Making it general, and checking

After going through the algebra for your particular case, I went back and worked out the general case:

(1)       a + b + c = x
(2) a^2 + b^2 + c^2 = y
(3) a^3 + b^3 + c^3 = z

I will spare you the details of the algebra for this general case (if you really love algebra, you might want to try to work it through for yourself). I came up with the following expression for a^4 + b^4 + c^4:

a^4 + b^4 + c^4 = y^2 - 2[((x^2 - y)/2)^2 - (x^4 - 3x^2y + 2xz)/3]

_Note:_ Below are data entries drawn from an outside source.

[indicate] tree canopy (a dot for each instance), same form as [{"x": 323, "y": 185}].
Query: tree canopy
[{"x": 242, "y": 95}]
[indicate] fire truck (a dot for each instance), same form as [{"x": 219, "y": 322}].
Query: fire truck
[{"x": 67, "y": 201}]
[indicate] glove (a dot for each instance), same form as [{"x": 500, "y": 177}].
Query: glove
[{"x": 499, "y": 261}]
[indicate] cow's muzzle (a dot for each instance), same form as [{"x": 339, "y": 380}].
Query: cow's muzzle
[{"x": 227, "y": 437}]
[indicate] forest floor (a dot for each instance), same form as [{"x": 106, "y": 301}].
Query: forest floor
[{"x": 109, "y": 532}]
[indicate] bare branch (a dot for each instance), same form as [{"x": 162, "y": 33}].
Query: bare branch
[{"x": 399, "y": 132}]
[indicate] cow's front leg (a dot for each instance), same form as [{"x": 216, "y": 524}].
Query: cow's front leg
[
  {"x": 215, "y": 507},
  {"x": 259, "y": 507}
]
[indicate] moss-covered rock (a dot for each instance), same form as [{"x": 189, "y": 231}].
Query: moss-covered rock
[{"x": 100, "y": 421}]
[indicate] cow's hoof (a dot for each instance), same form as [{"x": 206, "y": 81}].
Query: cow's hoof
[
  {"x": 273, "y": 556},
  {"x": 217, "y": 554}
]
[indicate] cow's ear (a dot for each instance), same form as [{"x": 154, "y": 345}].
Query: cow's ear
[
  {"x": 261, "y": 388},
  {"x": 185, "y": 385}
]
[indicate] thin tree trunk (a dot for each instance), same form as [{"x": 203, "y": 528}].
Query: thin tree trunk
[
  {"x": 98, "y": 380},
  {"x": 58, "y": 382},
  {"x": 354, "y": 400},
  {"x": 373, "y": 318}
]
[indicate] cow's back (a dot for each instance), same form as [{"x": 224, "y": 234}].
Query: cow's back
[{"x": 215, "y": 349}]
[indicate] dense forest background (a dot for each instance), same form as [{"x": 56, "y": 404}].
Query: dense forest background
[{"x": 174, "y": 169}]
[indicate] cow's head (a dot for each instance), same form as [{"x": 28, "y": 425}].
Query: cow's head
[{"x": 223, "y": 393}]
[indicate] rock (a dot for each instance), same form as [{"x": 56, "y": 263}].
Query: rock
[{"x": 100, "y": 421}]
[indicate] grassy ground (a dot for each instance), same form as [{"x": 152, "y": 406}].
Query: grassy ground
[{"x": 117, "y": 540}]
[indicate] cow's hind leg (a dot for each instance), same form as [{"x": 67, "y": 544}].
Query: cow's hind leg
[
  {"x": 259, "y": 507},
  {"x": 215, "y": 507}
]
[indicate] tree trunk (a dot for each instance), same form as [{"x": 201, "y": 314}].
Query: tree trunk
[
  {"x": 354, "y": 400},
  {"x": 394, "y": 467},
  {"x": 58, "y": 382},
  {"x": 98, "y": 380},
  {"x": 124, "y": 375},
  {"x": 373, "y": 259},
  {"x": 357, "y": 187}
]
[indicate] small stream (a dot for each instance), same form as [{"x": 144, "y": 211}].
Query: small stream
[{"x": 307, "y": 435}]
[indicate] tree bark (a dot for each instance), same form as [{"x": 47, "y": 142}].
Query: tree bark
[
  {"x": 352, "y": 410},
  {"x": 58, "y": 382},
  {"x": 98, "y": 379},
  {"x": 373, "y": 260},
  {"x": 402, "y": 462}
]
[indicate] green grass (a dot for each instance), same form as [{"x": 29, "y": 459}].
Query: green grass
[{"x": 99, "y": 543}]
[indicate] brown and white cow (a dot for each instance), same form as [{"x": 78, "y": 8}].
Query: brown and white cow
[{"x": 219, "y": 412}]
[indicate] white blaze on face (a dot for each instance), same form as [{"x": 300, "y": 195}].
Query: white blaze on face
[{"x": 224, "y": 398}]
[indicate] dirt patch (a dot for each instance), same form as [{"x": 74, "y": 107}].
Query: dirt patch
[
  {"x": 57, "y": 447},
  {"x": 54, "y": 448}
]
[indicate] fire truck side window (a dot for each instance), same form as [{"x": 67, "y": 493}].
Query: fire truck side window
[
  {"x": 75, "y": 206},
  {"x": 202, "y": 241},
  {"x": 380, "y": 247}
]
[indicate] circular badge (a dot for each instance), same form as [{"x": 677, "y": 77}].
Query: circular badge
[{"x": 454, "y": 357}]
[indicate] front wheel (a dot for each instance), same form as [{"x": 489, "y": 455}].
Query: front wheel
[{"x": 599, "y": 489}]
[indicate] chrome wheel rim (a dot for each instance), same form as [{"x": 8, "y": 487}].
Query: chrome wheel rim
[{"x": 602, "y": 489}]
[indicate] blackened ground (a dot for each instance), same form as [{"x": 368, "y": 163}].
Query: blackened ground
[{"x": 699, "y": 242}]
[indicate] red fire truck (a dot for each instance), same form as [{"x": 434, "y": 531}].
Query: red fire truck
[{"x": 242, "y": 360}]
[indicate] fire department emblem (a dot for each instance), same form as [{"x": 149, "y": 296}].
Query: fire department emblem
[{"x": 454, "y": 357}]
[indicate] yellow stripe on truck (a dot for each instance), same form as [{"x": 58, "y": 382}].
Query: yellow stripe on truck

In my terms, again, this is $$D=B^2-2\left[\left(\frac{A^2-B}{2}\right)^2-\frac{A^4-3A^2B+2AC}{3}\right]$$ We might simplify it to $$D=\frac{4}{3}AC+\frac{1}{2}B^2-A^2B+\frac{1}{6}A^4$$

This agrees with my formula, though it was obtained in a rather different way.

I checked this result using the values from your problem. With x=3, y=5, and z=7, we get

a^4 + b^4 + c^4 = 25 - 2[((9-5)/2)^2 - (3^4-3(3^2)(5) + 2(3)(7))/3]
= 25 - 2[4-(81-135+42)/3]
= 25 - 2[4-(-12/3)]
= 25 - 2(4+4)
= 25 - 2(8)
= 25 - 16
= 9

This verifies that he did the same work both times, which is encouraging.

You can also check the general result by choosing numbers for a, b, and c. For example, if a = 1, b = 2, c = 3, then x = a + b + c = 6, y = a^2 + b^2 + c^2 = 14, and z = a^3 + b^3 + c^3 = 36; the formula should give us a^4 + b^4 + c^4 = 81 + 16 + 1 = 98.

a^4 + b^4 + c^4 = y^2 - 2[((x^2 - y)/2)^2 - (x^4 - 3x^2y + 2xz)/3]
= 196 - 2[((36-14)/2)^2-(1296-3(36)(14)+2(6)(36))/3]
= 196 - 2[121-(1296-1512+432)/3]
= 196 - 2[121-216/3)
= 196 - 2(121-72)
= 196 - 2(49)
= 196 - 98
= 98

Thanks again for the nice problem.

This is how the general formula permits a powerful check: Starting with values for the sums, we aren’t even sure the variables exist. But starting with arbitrary values of the variables, we can make up a problem with a known solution and check it. (Why didn’t I think of that?)